A key city agency is recommending that a West Coast firm win a multimillion-dollar contract to overhaul Baltimore's water-meter system — an effort officials say is long overdue and could help end the persistent problem of wildly erroneous bills.
But the plan to convert the system to wireless "smart" meters is being protested by a rival firm, which says that Itron Inc.'s $83.5 million proposal has "substantial technical deficiencies," including using "unlicensed radio frequencies that may not function properly."
The city's Board of Estimates is scheduled to vote on the contract Wednesday.
Under the deal recommended by the city purchasing department, Itron would install water meters for the city system's more than 400,000 customers in Baltimore and Baltimore County by the end of 2017. For all customers, the company's wireless "smart" meters would transmit signals that continuously monitor water use and cost. But under the Itron plan, about three quarters of Baltimore County customers would get a less advanced smart-meter technology, and water system employees would still have to go to those homes to get meter readings quarterly.
A competing bid by Dynis — for nearly $185 million — would supply the more advanced meters to all customers, among other differences. Officials with both Itron and Dynis declined to comment for this article.
Baltimore City Council President Bernard C. "Jack" Young, one of five members of the Board of Estimates, said Monday he was bothered by the $100 million disparity in bids from the two finalists. Young, who did not say how he would vote, said he would make sure the city wasn't hit with additional costs later in the form of extra work orders.
"This is a contract I am going to be watching with a fine-tooth comb," Young said.
Baltimore residents have long complained about erratic water bills, but the issue gained widespread attention last year when the city auditor found the Department of Public Works overcharged thousands of customers by at least $9 million, and an investigation by The Baltimore Sun uncovered additional problems. Baltimore provides water service to about 410,000 customers, half of whom reside in Baltimore County.
Linda Stewart, a community activist who has tracked incorrect water bills in Baltimore for years, said she's glad the city is replacing the meters, but she doesn't see a quick fix for the city's long-standing water-billing problems.

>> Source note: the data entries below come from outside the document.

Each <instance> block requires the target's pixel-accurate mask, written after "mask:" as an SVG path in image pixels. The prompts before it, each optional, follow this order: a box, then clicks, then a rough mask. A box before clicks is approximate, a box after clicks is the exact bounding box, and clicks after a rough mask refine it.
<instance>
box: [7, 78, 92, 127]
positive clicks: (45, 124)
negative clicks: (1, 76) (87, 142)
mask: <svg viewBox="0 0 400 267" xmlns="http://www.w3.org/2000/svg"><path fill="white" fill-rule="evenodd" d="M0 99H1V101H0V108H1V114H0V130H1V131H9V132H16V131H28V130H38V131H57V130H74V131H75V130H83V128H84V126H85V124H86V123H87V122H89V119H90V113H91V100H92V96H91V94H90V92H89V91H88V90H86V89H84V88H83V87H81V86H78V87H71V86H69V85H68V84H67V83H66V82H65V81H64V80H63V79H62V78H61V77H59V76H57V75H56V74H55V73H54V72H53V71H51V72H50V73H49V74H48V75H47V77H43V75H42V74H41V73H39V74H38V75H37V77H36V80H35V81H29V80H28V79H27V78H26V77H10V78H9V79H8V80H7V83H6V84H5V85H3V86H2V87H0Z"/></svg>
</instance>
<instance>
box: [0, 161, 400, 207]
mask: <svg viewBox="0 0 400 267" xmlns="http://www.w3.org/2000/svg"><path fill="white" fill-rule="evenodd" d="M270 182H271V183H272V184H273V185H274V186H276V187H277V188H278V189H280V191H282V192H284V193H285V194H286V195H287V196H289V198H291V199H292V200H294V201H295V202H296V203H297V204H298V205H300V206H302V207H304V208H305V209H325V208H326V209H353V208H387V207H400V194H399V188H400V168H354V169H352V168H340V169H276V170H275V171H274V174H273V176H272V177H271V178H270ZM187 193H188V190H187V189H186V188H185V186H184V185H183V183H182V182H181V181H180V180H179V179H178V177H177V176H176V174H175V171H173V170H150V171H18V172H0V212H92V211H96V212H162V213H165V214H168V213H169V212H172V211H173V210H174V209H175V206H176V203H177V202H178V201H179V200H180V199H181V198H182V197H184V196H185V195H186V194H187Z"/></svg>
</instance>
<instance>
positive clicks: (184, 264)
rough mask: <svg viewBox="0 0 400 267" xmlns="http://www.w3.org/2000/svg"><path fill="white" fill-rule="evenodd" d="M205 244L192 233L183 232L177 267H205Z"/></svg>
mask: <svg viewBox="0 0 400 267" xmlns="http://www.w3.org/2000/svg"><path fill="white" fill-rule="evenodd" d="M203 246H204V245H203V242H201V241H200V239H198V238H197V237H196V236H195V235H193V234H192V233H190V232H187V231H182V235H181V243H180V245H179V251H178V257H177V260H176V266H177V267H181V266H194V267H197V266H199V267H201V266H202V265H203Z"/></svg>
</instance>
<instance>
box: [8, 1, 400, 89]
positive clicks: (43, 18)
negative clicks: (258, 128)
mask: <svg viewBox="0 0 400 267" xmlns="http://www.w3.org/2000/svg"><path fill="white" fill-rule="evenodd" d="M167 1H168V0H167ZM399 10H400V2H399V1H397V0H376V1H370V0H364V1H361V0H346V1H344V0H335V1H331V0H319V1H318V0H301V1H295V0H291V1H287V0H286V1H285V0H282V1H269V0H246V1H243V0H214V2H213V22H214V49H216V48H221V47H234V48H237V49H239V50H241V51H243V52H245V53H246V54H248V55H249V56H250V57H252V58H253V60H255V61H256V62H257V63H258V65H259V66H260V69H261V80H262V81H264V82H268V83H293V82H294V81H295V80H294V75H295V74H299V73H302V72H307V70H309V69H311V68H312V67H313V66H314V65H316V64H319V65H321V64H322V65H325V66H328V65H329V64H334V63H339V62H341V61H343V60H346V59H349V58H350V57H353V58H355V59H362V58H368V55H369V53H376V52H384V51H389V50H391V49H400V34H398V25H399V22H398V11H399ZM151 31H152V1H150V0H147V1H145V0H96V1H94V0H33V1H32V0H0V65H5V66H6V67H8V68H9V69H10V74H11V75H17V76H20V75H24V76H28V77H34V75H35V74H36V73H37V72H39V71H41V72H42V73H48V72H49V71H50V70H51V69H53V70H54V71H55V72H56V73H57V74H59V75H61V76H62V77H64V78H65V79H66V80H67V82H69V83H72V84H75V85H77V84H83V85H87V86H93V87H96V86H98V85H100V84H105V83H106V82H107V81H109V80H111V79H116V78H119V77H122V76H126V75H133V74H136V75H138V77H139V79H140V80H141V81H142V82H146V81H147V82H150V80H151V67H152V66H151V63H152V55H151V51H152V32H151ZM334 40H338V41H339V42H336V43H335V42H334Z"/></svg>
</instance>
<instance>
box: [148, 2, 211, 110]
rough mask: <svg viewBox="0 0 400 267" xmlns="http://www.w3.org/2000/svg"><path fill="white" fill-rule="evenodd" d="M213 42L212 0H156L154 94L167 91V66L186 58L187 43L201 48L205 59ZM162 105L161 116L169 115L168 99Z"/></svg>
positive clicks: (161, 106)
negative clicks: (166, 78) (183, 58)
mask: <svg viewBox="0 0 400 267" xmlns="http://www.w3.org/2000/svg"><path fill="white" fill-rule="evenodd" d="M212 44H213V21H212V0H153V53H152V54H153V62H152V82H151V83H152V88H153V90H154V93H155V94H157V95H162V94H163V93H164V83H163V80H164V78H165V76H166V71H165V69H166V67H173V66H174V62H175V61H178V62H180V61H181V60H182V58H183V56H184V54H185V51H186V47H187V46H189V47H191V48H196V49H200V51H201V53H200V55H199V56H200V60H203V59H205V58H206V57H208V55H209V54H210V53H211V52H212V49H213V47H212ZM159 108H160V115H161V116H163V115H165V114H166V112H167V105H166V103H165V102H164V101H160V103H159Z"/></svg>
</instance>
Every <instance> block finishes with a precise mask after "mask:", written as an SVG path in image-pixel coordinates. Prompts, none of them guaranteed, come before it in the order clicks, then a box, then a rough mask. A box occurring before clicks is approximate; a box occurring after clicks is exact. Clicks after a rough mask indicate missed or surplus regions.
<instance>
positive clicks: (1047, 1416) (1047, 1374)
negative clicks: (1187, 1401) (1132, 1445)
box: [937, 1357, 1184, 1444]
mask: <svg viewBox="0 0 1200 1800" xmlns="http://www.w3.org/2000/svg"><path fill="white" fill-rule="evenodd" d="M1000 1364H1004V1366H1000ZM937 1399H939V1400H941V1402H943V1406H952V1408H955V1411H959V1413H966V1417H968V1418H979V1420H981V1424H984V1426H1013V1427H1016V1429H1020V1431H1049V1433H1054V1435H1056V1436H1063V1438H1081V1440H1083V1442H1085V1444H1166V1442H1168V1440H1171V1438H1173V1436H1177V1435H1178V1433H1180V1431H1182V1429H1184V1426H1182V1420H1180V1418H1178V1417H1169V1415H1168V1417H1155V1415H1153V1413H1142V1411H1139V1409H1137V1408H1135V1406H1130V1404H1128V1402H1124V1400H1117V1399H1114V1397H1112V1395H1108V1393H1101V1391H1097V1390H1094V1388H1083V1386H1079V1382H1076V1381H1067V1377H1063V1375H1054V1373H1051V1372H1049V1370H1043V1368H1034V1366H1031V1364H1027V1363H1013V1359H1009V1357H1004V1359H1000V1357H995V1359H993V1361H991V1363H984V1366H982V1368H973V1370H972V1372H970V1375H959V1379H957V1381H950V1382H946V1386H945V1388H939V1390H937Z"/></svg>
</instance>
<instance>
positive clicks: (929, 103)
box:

The meters "need to be replaced because the ones they have now are so old," Stewart said. "But I'm really skeptical because of the problems I've read about in other states."
Both finalists hired politically connected lobbyists in Baltimore.
Itron Inc., based in Washington state, is represented by lobbyist Lisa Harris Jones — whom the mayor has described as a "lifelong friend." Itron, which operates wireless water meters in other large cities, proposed completing nearly every aspect of the job at a lower cost than Dynis.
Dynis LLC, based in Columbia, is represented by lobbyist Ryan Potter — whose law firm, Gallagher Evelius & Jones, donated about $35,000 to Rawlings-Blake during her mayoral campaign. Dynis boasts exclusive access to wireless wavelengths that avoid signal interference.
Rawlings-Blake has said she did not and cannot participate in her purchasing department's recommendations, under city rules.
In its bid, Itron placed an emphasis on its record. "Our 36 years of experience has taught us that we need to deliver solutions which have resulted in more successful [advanced metering] projects in the Industry than any other vendor," the firm wrote.
But in a Monday letter to City Solicitor George A. Nilson, Dynis attorney Paul S. Caiola raised several concerns about Itron's bid. He contended that Itron "failed" to complete a pilot project for smart meters 10 years ago in Baltimore and has been "unable to deploy a successful system" in Houston.
"The city must consider the performance history of Itron before awarding it the bid," wrote Caiola, an attorney at Gallagher Evelius & Jones.
He argued the city's request for proposals process was confusing, and caused Itron to significantly underbid on several aspects of the work, including installing copper pipes and meters. Caiola also wrote that Itron's proposal "saddles Baltimore County ratepayers with an old technological solution."
The Dynis proposal would use meters made by Sensus. Sensus and Itron are both considered global leaders in wireless water meters. Earlier this year, Itron announced it has been ranked No. 1 across multiple categories in a global water meter market analysis report. In 2010, a study of thousands of Itron meters, commissioned by the Public Utility Commission of Texas, concluded they were accurate.
But the company also has had problems. In 2011, Itron agreed to replace 68,000 transmitters in Charlotte-Mecklenburg, N.C., because of a potentially faulty part.
Baltimore officials voted in July to raise water and sewer rates by 42 percent over three years to help pay for infrastructure and other improvements. City water service is paid for through a self-contained utility that is controlled by the mayor and does not go through the budget process.
Baltimore Sun reporter Yvonne Wenger contributed to this article.